As part of study protocol, HIV testing was performed monthly using a single ELISA with confirmation of positives by a second ELISA, and if necessary by tests on additional blood specimens in the case of contradictory results. While it was anticipated that single ELISA can provide false positive results, no false negative results were expected and therefore negative ELISAs were not confirmed. The reported sensitivities and specificities of the two antibody tests used were 100.0% and 99.0% [26] for the first-line ELISA (detect-HIV by Biochem Immunosystems) and 100.0% and 99.9% [27] for the confirmatory ELISA (Recombigen by Cambridge Biotech). To demonstrate the performance of the proposed methods, we considered the first ELISA result to be the screening test and the HIV status confirmed via an additional ELISA to be the gold standard. We selected a random proportion of participants to define the validation subset and considered the confirmatory ELISAs (performed only at time points when first-line ELISA positive) on these participants only. This approach satisfies the assumptions of all three validation methods since the first ELISA is known to be 100% sensitive. Therefore no false negative results can occur and this approach is equivalent to applying a gold standard to all time points of all subjects selected as part of the validation subset. Based on screened and confirmed HIV statuses, we found the first ELISA to be 99.6% specific.
We applied Cox discrete proportional hazards (PH) to confirmed HIV status on all subjects in order to assess risk factors under the gold standard, and we considered the resulting hazard ratios to be the most accurate available in this population. To assess relative efficiency and accuracy of methods that do not rely on complete outcome ascertainment, we then compared the obtained hazard ratio estimates to those estimated from six additional proportional hazards models: 1) the PH method applied to the first ELISA result, 2),3) the Adjusted Proportional Hazards method (APH) imposing 2 values of specificity, and 4)-6) all three validation subset methods including confirmed HIV status on a 33% validation subset.

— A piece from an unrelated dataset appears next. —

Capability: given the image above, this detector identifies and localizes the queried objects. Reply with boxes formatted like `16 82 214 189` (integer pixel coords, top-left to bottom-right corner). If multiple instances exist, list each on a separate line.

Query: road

We compared the methods in estimating risk factors for HIV acquisition (Figure 1). We found that place of employment was a significant risk factor for HIV acquisition, with women working in bars having a 2.8-fold increased hazard of acquisition relative to those working in nightclubs (β̂ = 1.04, p < .001). The hazard ratio estimate for employment in a bar using proportional hazards applied to the first ELISA result was lower than that based on confirmed HIV status (HR= 2.1; β̂ = 0.74, p < .001). Adjusted Proportional Hazards (APH) methods estimates were wide and highly subject to assumed specificity: HR= 3.3 (β̂ = 1.19, p = .004) when the assumed specificity was 99.6% and HR= 4.1 (β̂ = 1.42, p = .011) when the assumed specificity was 99.5%. Empirical, parametric and mean score validation methods estimates of β̂ more closely matched that based on confirmed HIV status: HR= 2.8 (β̂ = 1.06, p < .001), HR= 2.6 (β̂ = 0.97, p = .001) and HR= 3.2 (β̂ = 1.17, p < .001), respectively. All the validation subset methods described herein have higher efficiency than the APH method and better accuracy than PH applied to the screening results only; and their confidence intervals followed closely that of the estimate based on confirmed HIV status for the complete cohort (shaded region).
Figure 1.
Estimation of the hazard ratio of HIV acquisition for employment in a bar versus nightclub. Comparing estimates based on confirmed HIV status with three techniques using screening test only (assuming 100% sensitivity and varying assumptions regarding specificity) and three techniques using validation subsets: parametric (Para), empirical (Emp) and the mean score method (MS). The shaded area encompasses the confidence interval based on confirmed HIV status.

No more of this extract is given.